Together, it adds up to “a concerted, coordinated campaign to use all of the levers of national power against an adversary,” says J. Michael Daniel, who served as the cybersecurity coordinator in the Obama White House, advising the president on policy responses to all manner of state-sponsored hacking threats. “They’re trying to both disrupt what the adversary is doing currently, and to also potentially deter them from taking further, more expansive actions in cyberspace as a result of the war in Ukraine.”

Daniel says compared to the Obama administration he served in, it’s clear the Biden White House has decided to take a far faster and harder-hitting approach to countering the Kremlin’s hackers. He attributes that shift to both years of US government experience dealing with Vladimir Putin’s regime and the urgency of the Ukrainian crisis, in which Russian state hackers pose an ongoing threat to Ukrainian critical infrastructure and also networks in the West, where Kremlin hackers may lash out in retaliation for sanctions against Russia and military support for Ukraine. “The Russians have made it pretty clear that signaling and small steps are not going to deter them,” says Daniels. “We’ve learned that we need to be more aggressive.”

The Biden administration’s ratcheted-up responses to Russian cyberattacks began in mid-February, before Russia had even launched its full-scale invasion. In a White House press conference, Deputy National Security Advisor Anne Neuberger called out Russia’s GRU for a series of denial of service attacks that had pummeled Ukrainian banks over the prior week. “The global community must be prepared to shine a light on malicious cyber activity and hold actors accountable for any and all disruptive or destructive cyber activity,” Neuberger told reporters. Coming just days after the GRU’s attacks, that rebuke represented one of the shortest-ever windows of time between a cyber operation and a US government statement attributing it to a particular agency—a process that has often taken months or even years.
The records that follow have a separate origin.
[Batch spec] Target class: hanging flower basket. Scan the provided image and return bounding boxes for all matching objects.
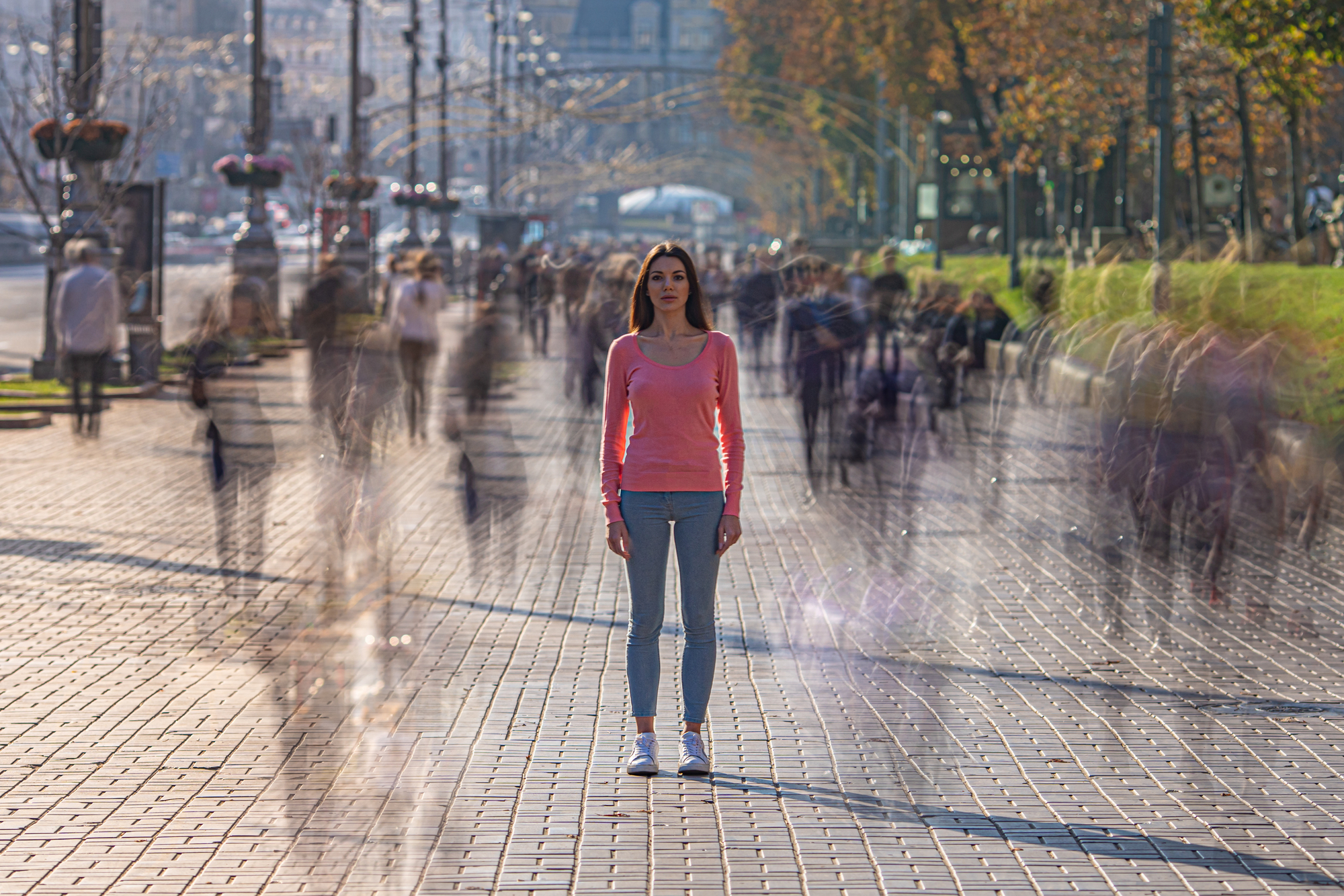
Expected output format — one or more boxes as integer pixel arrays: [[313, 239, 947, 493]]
[[323, 175, 378, 203], [28, 118, 130, 161], [392, 184, 462, 212], [212, 154, 294, 189]]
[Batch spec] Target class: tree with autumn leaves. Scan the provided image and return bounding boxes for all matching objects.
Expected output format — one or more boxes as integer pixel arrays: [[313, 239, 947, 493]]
[[720, 0, 1344, 258]]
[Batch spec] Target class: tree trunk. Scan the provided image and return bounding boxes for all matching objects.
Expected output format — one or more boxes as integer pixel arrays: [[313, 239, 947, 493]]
[[1284, 103, 1306, 242], [1189, 105, 1204, 262], [1234, 69, 1263, 262], [938, 0, 995, 153]]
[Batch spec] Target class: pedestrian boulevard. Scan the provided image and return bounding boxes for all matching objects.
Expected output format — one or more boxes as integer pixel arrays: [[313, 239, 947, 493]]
[[0, 353, 1344, 896]]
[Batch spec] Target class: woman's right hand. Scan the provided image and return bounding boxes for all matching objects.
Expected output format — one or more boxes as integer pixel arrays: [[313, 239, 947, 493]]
[[606, 520, 630, 560]]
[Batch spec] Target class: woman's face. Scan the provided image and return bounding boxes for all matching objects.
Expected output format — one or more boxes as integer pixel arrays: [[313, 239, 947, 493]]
[[649, 255, 691, 312]]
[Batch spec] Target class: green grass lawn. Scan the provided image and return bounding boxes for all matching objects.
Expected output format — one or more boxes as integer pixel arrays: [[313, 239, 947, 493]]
[[882, 255, 1344, 423], [0, 376, 70, 398]]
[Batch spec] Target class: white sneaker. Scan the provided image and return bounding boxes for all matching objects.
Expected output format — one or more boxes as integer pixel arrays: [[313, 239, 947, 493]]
[[677, 731, 711, 775], [625, 731, 659, 775]]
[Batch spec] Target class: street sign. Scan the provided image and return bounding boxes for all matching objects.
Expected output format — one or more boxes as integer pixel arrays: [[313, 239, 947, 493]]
[[1204, 173, 1236, 206], [915, 184, 938, 220]]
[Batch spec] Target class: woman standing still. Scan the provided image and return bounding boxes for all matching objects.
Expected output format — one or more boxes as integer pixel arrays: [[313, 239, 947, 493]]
[[390, 250, 448, 441], [602, 243, 743, 775]]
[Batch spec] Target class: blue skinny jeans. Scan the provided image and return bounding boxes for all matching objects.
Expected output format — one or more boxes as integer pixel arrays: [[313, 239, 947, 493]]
[[621, 490, 723, 721]]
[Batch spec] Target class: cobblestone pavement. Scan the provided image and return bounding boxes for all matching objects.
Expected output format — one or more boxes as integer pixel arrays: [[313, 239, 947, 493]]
[[0, 310, 1344, 896]]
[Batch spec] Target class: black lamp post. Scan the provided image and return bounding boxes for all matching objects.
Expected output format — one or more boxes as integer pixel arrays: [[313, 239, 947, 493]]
[[32, 0, 109, 379], [433, 0, 453, 271], [337, 0, 368, 271], [234, 0, 280, 320]]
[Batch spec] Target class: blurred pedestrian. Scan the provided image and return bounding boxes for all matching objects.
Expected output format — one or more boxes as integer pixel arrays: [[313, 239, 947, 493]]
[[602, 243, 745, 775], [390, 250, 448, 441], [458, 301, 504, 415], [54, 239, 121, 435], [871, 246, 910, 357], [187, 275, 276, 591], [737, 249, 780, 376], [294, 254, 372, 446], [378, 253, 407, 320]]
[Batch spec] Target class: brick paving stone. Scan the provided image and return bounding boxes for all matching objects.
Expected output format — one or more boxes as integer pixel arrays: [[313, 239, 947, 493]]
[[0, 314, 1344, 896]]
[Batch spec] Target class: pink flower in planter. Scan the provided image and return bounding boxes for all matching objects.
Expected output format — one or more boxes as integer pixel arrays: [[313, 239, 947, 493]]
[[211, 153, 243, 175]]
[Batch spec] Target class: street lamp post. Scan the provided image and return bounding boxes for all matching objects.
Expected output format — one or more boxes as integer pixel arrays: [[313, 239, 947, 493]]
[[339, 0, 368, 271], [874, 74, 891, 243], [929, 110, 952, 270], [32, 0, 109, 379], [1148, 3, 1176, 313], [234, 0, 280, 321], [433, 0, 453, 281], [398, 0, 425, 250], [485, 0, 501, 208]]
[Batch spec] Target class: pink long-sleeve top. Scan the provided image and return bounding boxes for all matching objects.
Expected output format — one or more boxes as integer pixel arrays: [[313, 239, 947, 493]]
[[602, 330, 745, 523]]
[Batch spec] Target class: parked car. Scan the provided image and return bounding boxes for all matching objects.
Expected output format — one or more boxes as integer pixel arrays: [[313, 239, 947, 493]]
[[0, 211, 50, 265]]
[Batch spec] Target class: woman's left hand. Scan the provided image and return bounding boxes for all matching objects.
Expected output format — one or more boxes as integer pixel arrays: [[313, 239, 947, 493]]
[[715, 516, 742, 557]]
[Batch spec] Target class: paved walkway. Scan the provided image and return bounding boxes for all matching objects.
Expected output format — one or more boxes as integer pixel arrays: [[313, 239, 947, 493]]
[[0, 310, 1344, 896]]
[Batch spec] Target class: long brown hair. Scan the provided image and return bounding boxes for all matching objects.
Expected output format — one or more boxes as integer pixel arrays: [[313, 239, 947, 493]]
[[630, 243, 714, 333]]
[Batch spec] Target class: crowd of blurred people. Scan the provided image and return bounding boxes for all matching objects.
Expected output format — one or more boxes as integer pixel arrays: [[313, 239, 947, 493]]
[[153, 226, 1339, 653]]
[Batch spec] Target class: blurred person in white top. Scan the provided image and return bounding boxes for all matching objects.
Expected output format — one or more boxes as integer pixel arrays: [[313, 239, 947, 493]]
[[55, 239, 121, 435], [388, 250, 448, 441]]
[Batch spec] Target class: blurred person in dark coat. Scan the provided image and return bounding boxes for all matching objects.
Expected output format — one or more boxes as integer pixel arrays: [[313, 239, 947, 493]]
[[294, 254, 374, 439], [187, 277, 276, 590], [54, 239, 121, 435]]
Last month, the Department of Justice unsealed indictments against four individual Russians in two state-linked hacker groups. One indictment named three alleged agents of Russia’s FSB intelligence agency who are accused of belonging to an infamous hacker group, known as Berserk Bear or Dragonfly 2.0, that engaged in a years-long hacking spree that repeatedly targeted critical US infrastructure, including multiple breaches of power grid networks. A second indictment put a name to another highly dangerous hacking campaign, one that used a piece of malware known as Triton or Trisis to target the safety systems of the Saudi oil refinery Petro Rabigh, potentially endangering lives and leading to two shutdowns of the refinery’s operations. The Justice Department pinned that attack on a staffer at the Kremlin-linked Central Scientific Research Institute of Chemistry and Mechanics (known as TsNIIKhM) in Moscow, along with other unnamed coconspirators at the same organization.